2) One observation is scattered across multiple rows

Tidyr package: two key functions {.smaller}

pivot_longer

pivot_wider

Pivot_longer

When column names are not names of variables, but values of a variable

head(gp_4) %>% pretty_table()

Pivot_longer {.smaller}

Want to collapse 'value columns' into a new pair of variables, one to store the variable in the column names, the other to store the variable spread out over cells in the table
Need to specify:
cols: The set of columns that represent values not variables
names_to: The name of the variable whose values form column names
values_to: The name of the variable whose values are spread over the cells (called the value)

Pivot_longer {.smaller}

Starting from a table with the year value distributed across columns

head(gp_4) %>% pretty_table()

Pivot_longer {.smaller}

Use pivot longer to consolidate these year columns into a single variable called year

gp_4 %>% 
  pivot_longer(cols = c('1952', '1957', '1962', '1967'), names_to = 'year', values_to = 'gdp') %>% 
  pretty_table()

Pivot_longer {.smaller}

Can also specify which rows not to include

gp_4 %>% 
  pivot_longer(cols = !c('country'), names_to = 'year', values_to = 'gdp') %>% 
  pretty_table()

Or can specify a range of rows

gp_4 %>% 
  pivot_longer(cols = c('1952':'1967'), names_to = 'year', values_to = 'gdp') %>% 
  pretty_table()

read more about ways to specify column selections

Pivot_wider {.smaller}

pivot_wider() is the opposite of pivot_longer()
Increases columns, decreases rows
Use it when an observation is scattered across multiple rows
In this case, the population and gdp values for each observation are on separate rows.

Pivot_wider {.smaller}

To use pivot_wider() you need to specify:

names_from: The column containing the variable names. Here it's type
values_from: The column containing the values from multiple variables (the value column). Here it's value

gp_2 %>% pretty_table()

Pivot_wider {.smaller}

gp_2 %>% 
  pivot_wider(names_from = 'type', values_from = 'value') %>% 
  head(5) %>% 
  pretty_table()

separate

When multiple variables are encoded in a single column

gp_3 %>% pretty_table()

separate {.smaller}

separate splits them into two new columns

gp_3 %>% 
  separate(col = gdpPercap, into = c('gdp', 'pop'), sep = '/', convert = TRUE) %>% 
  head(5) %>% 
  pretty_table()

convert = TRUE ensures that the resulting gdp and pop variables are treated asnumeric rather than strings

separate {.smaller}

You can also split values of a column by 'position'

gp_1 %>% 
  separate(col = year, into = c('century', 'year'), sep = 2) %>% 
  head(5) %>% 
  pretty_table()

Combining data tables

Concatenate by rows (assume same columns)
Concatenate by columns (assume same rows)
Merge (join) tables with different kinds of info.

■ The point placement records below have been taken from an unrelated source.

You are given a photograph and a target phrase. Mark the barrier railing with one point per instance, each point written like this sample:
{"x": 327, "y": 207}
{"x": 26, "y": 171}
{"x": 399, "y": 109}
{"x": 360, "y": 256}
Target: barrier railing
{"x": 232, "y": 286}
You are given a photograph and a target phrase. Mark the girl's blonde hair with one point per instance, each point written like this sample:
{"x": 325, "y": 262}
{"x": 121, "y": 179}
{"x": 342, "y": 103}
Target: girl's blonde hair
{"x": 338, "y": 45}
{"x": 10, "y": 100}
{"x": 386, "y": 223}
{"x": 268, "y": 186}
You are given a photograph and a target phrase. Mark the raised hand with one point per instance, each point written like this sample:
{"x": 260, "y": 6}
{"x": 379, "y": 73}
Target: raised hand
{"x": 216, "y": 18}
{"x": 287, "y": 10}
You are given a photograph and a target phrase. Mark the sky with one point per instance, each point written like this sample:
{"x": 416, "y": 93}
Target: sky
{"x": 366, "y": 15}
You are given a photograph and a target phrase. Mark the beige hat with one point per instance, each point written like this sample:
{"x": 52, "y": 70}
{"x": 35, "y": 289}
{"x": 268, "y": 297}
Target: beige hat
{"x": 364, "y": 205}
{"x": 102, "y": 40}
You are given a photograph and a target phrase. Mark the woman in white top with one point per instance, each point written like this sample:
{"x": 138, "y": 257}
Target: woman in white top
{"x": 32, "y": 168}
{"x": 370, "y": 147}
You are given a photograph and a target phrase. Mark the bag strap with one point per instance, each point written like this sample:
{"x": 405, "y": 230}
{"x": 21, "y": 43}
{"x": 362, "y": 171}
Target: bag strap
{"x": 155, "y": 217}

Row concatenation {.smaller}

bind_rows

Split data into separate tables by year and then recombine by row concatenation

gpmind_1962 <- gapminder %>% filter(year == 1962)
gpmind_1972 <- gapminder %>% filter(year == 1972)
gpmind_1977 <- gapminder %>% filter(year == 1977)

#combine them by pasting together rows
gpmind_row_comb <- bind_rows(gpmind_1962, gpmind_1972, gpmind_1977)
gpmind_row_comb %>% 
  group_by(year) %>% 
  summarise(n = n())

Column concatenation {.smaller}

Split into two tables by column

gpmind_loc <- gapminder %>% select(country, continent)
gpmind_data <- gapminder %>% select(lifeExp, pop, gdpPercap)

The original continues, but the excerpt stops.